What matters more for private consumption: housing wealth or stock market wealth?

Economists often talk of a ‘wealth’ effect in terms of private consumption. In economies such as the US, where private consumption is around 70% of GDP, determining the size and significance of this wealth effect is rather important. An important question, however, is whether or not all wealth effects are the same, or are some forms of private wealth more influential than others in encouraging consumption?

In a paper that revisits their earlier work on this topic, Karl E. Case, John M. Quigley, and Robert J. Shiller have provided some rigorous and highly informative analysis to answer this question. To preview the conclusion of the paper, the authors find that housing wealth has more of an impact on consumption than stock market wealth. Furthermore, this impact is symmetric, meaning that losses in housing wealth matter just as much as increases in housing wealth. This is especially relevant to the US economy, where households have seen a significant drop in housing wealth since the great recession.

How they did it

Case et al used a range of multivariate techniques to assess this question. Rather than proposing a theoretical framework for how these factors are related to consumption, the authors tested various specifications of the econometric models to ensure the robustness of the findings. Setting a high standard for other econometrician’s to follow, the various models showed the relationships to be robust to different specifications.
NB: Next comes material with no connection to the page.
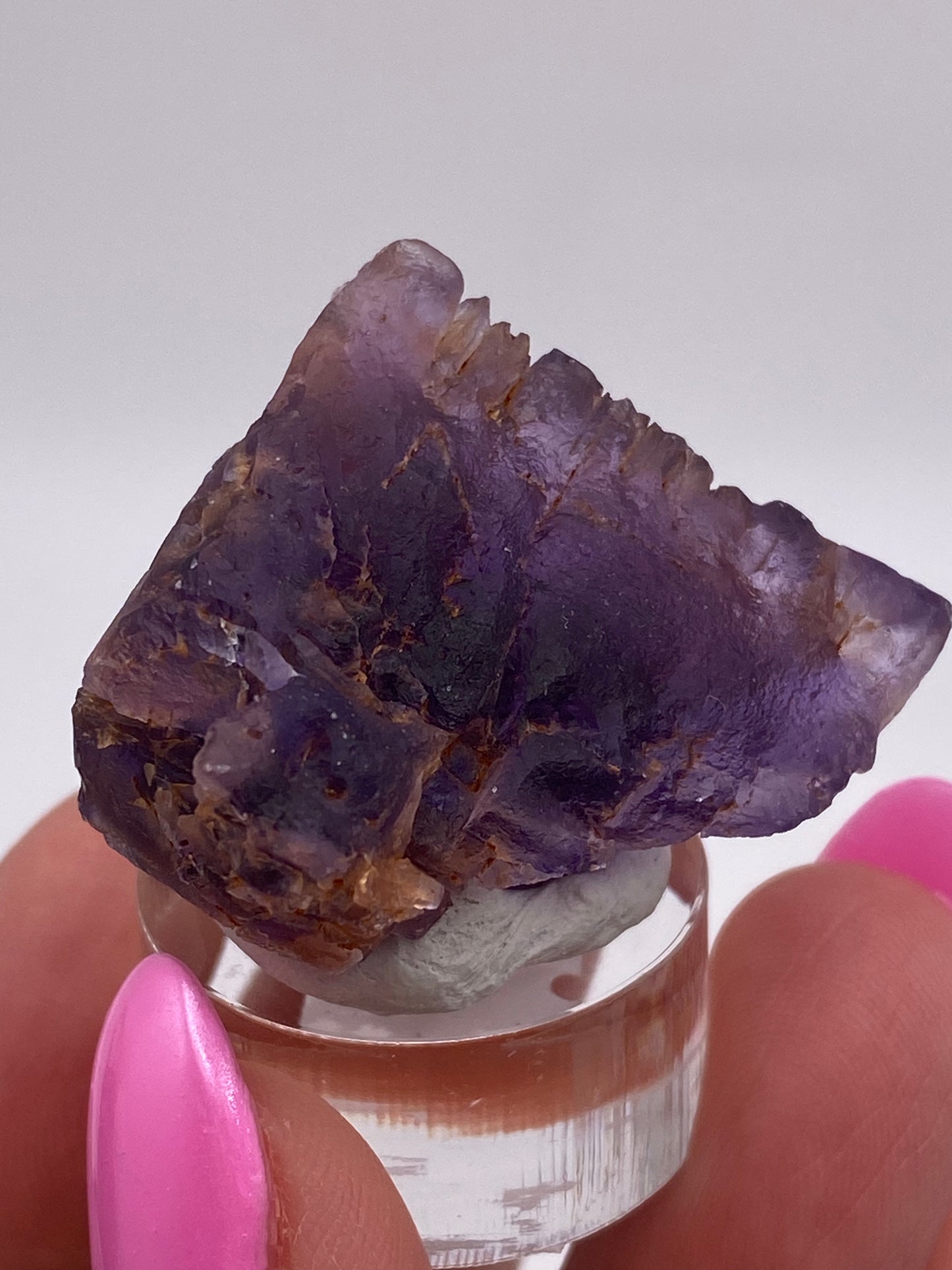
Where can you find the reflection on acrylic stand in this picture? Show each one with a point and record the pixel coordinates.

The four main series used were housing wealth, financial wealth, retail sales (as a proxy for consumption) and income. The data was at the state level, transformed using logarithms, deflated so they are ‘real’ and presented in per capita terms. As well as the standard ‘ordinary least squares’ model, Case et al also looked at ‘first difference’ and ‘error correction’ models.

What they found

Case et al, across these different specifications, consistently found that housing wealth matters for consumption with its effect being larger than that of stock market wealth. The results showed elasticities of housing wealth to consumption in the range of 0.03 to 0.18, implying for example, that a 1% increase in housing wealth would increase consumption in the range of 0.03% and 0.18%.
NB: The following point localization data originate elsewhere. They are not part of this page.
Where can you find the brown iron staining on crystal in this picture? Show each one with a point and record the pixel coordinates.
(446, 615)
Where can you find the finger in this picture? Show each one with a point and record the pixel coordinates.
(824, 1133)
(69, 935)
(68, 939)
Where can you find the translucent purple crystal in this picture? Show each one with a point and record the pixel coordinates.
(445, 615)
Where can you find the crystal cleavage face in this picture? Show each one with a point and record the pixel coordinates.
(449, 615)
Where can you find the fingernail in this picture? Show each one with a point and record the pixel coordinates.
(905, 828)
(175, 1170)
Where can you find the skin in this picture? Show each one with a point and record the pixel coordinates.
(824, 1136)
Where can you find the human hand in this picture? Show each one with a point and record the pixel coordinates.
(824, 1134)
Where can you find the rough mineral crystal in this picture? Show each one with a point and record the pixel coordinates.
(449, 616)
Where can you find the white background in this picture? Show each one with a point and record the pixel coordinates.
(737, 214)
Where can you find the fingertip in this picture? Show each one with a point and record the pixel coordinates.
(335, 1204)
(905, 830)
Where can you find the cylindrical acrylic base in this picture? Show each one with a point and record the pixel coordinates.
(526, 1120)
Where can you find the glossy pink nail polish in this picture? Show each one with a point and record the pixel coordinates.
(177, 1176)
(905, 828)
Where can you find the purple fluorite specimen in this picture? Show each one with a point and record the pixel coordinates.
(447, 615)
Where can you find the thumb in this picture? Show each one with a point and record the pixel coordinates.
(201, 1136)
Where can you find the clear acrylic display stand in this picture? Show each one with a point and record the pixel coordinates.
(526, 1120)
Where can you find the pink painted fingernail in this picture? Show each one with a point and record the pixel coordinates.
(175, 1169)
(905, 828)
There were also additional findings that are worth mentioning. Unlike their previous study, Case et al found evidence that declines in housing wealth are also significant. The elasticity in the down market was around 0.1%. Moreover, as the error correction models are a real interest of mine, it was important to see that even when the long run relationship between income and consumption was accounted for, the short run impacts of changes in housing wealth still had an influence in the range cited above.

Why is this important

This work from Case et al is very important in at least two respects. Firstly, by quantifying these effects, it has really helped our understanding of the impact of the housing market on consumption. Given what has happened in the US housing market since 2007/2008, this enables some economic perspective on the housing crash. As Case et al note, with consumption about $10 trillion, a 35% decrease in housing wealth would reduce consumption by $350 billion.

Secondly, this work matters for economic policymaking. One of the targets of QE, or quantitative easing, is the stock market. The logic is that by reducing the yield on bonds, this encourages investors to buy equities, which pushes up the stock market. This increase in the stock market makes people feel wealthier and encourages spending. But as Case et al show, the housing market is much more influential in encouraging private spending. The US Federal Reserve is aware of this, as they are also buying ‘mortgage backed securities’, with the aim of driving down mortgage rates. While this is important, it also seems that policy towards housing debt would have also been useful in the Great Recession, as outlined by the IMF .

Finally, given my own research interests, the concept of deleveraging must have some relevance here. There is little doubt that housing wealth matters, but perhaps what also matters is housing and stock market wealth relative to factors like income or debt. It would be highly interesting, therefore, to explore these same specifications with a control variable of household debt and possibly an interaction term of household debt with household wealth or income. This research would build on the notion that housing wealth matters, but it would begin to shed light on deleveraging: we know that the private sector is deleveraging, but where is it deleveraging to?